According to Deloitte East Africa, this postponement will enable further discussions to be carried out among the relevant stakeholders so that all their objectives are addressed exhaustively.
“EGMS Regulations will be instrumental in promoting accountability for excise duty, improving revenue collections and combating illicit trade. However, the goals of the EGMS will be better achieved where the Government and relevant stakeholders are in sync in terms of how the EGMS should be implemented,” says Deloitte.

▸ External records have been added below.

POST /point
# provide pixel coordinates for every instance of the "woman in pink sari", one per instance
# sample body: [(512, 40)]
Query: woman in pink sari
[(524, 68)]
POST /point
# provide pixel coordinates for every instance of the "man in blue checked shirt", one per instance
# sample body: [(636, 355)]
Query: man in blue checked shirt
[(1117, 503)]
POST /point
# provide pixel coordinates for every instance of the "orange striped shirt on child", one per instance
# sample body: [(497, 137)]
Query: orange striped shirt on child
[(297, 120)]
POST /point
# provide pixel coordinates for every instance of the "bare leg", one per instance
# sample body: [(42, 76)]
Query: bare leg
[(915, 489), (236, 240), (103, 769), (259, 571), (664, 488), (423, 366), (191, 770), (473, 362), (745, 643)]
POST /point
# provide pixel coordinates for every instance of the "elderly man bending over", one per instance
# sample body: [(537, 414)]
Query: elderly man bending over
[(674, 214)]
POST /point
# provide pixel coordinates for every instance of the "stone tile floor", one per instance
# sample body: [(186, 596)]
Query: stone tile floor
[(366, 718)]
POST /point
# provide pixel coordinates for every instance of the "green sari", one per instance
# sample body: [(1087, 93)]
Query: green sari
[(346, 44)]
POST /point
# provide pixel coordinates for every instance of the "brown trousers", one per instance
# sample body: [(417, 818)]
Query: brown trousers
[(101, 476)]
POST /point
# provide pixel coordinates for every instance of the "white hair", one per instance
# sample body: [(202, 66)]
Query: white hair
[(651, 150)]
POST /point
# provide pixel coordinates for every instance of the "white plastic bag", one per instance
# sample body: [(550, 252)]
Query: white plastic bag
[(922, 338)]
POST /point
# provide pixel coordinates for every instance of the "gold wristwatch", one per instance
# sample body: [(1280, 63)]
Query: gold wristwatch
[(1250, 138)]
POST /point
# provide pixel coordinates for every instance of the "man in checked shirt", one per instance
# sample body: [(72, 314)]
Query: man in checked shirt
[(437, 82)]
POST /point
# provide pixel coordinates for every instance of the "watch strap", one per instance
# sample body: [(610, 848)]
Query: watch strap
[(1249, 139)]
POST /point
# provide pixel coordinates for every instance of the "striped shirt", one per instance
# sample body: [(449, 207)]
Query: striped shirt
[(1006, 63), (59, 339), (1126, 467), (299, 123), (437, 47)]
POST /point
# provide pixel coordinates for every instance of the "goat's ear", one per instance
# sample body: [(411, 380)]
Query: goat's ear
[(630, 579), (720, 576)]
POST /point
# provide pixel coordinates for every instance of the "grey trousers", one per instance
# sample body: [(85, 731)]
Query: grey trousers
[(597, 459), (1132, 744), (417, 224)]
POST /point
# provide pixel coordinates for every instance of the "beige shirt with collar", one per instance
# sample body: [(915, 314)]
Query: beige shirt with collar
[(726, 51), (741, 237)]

The EGMS regulations are expected to increase the capital expenditure and operating costs for the manufacturers of water and juice and this could affect them if the regulations are not properly executed.
The Background
The implementation was supposed to begin on August 1. The Authority had planned to implement EGMS in two phases where the first took effect in 2013 while the second was supposed to take effect on November 1 this year but was invalidated by the High Court over inadequate public participation on March 12, 2018.
The matter was then taken to the Court of Appeal which stayed the verdict of the High Court until the hearing and determination of the appeals before it.
The National Assembly also termed the EGMS regulations as null and void on July 26, 2018, because the house did not approve them.
The EGMS regulations were introduced through Legal Notice 53/2017effective March 30, 2017. These regulations changed the pricing “of excise stamps from a fixed price of Sh1.50 per stamp to different prices for different types of excisable goods.”
Stamps on mineral water and juices are charged Sh0.50 and Sh0.60 respectively.
Deloitte recommends: “In the absence of guidelines from KRA on the implementation of EGMS on other excisable goods such as cosmetics and food supplements, it would be useful for the manufacturers of these products to familiarise themselves with the Regulations and plan ahead accordingly.”